Les femmes ne sont pas des monogames innées.

On nous a enseigné que les hommes avaient, au contraire des femmes, un besoin naturel de variété et de nouveauté pour entretenir la flamme du désir et que de fait, la monogamie n’était pas en accord avec leur structuration sexuelle. Ne nous y trompons pas, pour les femmes la monogamie n’est pas toujours la panacée et elles souffrent, plus que les hommes, des relations exclusives qui s’installent dans la monotonie. Contrairement à une idée largement répandue, elles ont un immense besoin de changement, de surprises, d’innovations pour alimenter leur libido. Il est maintenant acquis qu’au sein d’une relation de couple qui s’enfonce dans le prosaïsme, les femmes sont les premières à ressentir une baisse de désir. Mais formatées par des préjugés qui leur donnent à croire qu’elles sont des monogames innées, la plupart en arrivent à penser qu’elles n’ont plus envie de sexe, alors qu’elles n’ont simplement plus de désir pour leur partenaire. 
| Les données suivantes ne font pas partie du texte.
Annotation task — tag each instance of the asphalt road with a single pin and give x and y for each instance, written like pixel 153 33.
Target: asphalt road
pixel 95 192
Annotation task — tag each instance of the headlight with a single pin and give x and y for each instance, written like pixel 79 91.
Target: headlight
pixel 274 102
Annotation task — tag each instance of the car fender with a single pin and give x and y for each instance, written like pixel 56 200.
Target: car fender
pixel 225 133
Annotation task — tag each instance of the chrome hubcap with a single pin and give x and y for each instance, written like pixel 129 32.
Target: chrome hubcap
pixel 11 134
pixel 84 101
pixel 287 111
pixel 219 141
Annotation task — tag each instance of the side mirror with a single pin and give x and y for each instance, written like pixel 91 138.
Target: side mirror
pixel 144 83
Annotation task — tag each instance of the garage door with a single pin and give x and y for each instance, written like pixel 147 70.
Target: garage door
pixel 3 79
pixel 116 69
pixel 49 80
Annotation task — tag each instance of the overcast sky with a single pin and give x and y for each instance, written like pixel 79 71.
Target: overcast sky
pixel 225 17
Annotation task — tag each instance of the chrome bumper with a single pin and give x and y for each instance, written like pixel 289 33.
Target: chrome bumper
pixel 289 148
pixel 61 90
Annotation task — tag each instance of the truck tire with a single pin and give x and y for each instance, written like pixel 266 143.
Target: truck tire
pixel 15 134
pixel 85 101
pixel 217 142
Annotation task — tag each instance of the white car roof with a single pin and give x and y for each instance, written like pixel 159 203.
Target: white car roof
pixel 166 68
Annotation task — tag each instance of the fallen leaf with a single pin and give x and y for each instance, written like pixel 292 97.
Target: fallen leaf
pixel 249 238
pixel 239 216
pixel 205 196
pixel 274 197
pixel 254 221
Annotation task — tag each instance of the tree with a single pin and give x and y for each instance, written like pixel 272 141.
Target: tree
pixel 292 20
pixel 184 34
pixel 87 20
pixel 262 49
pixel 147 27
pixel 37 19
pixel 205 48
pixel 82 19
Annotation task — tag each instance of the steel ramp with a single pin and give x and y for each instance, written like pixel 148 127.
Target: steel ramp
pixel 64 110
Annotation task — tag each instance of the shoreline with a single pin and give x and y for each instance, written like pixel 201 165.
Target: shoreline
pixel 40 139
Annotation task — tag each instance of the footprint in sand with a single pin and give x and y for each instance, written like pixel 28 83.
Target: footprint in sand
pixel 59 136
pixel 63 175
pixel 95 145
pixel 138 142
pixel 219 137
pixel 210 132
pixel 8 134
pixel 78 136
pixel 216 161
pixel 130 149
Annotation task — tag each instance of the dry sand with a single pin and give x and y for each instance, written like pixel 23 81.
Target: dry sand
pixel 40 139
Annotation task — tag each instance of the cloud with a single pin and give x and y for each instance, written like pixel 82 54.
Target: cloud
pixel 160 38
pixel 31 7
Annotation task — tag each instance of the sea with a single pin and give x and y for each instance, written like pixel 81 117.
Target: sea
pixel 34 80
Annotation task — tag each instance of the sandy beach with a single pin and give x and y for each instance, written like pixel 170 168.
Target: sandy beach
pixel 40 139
Les recherches en neurochimie ont très clairement mis en évidence que la nouveauté était, spécialement chez les femmes, un facteur essentiel dans la naissance et l’expansion du désir. La plupart des hommes arrivent à se contenter d'une vie de couple routinière et tant qu’ils satisfont leurs besoins sexuels, ils peuvent n'éprouver aucune lassitude. Au contraire, l’érotisme féminin est fait de luxuriance. La routine de couple et les scenarii sexuels immuables leur procurent vite un sentiment d’incomplétude débouchant à plus ou moins long terme sur une perte de désir. Nous pouvons nous référer aux images du kamasutra, dans leur version originale, pour appuyer ces dires. Ce que les maîtres de l’érotisme oriental nous ont montré à voir n’est pas tant un enchaînement de positions que la multitude des univers indispensables à l’épanouissement de la sexualité féminine. Mais quand le sage montre la lune… Il est évident que les femmes qui ont la chance d’avoir à leurs côtés un homme à l’écoute, un minimum renseigné sur le désir féminin, sont moins sujettes à la dépression sexuelle que les autres. Humilité et ouverture d’esprit sont deux qualités qui permettent aux partenaires masculins d’entendre certaines demandes et d’y répondre sans se sentir lésés. 

La nouvelle donne.

Si les femmes confiaient plus ouvertement leurs fantasmes, nombre d’hommes seraient littéralement surpris de découvrir à quel point ils sont riches, variés et puissants. La socialisation a inhibé la sexualité féminine et il n’est pas nécessaire de se demander pourquoi. Dans la sphère intime, les femmes sont le sexe fort, leurs capacités orgasmiques, leur potentiel fantasmatique sont supérieurs à ceux des hommes, et cela remet en cause une distribution des rôles dont la société a du mal à se départir. 

Ainsi faut-il rebattre les cartes. Les femmes ont une libido intense et la monogamie ne leur convient pas plus qu’elle ne convient aux hommes. Parmi les jeunes générations il s’en trouve qui refusent délibérément le modèle monogamique, préférant décliner leur idéal de vie sentimental et érotique sous forme de polyamour. Pour elles, qui avouent trouver la plénitude dans la multiplicité des partenaires, le regard de la société est toujours aussi réprobateur, ce qui n’est finalement pas étonnant tant leur position radicalement féminine remet en cause un système construit sur des paradigmes sociaux misogynes.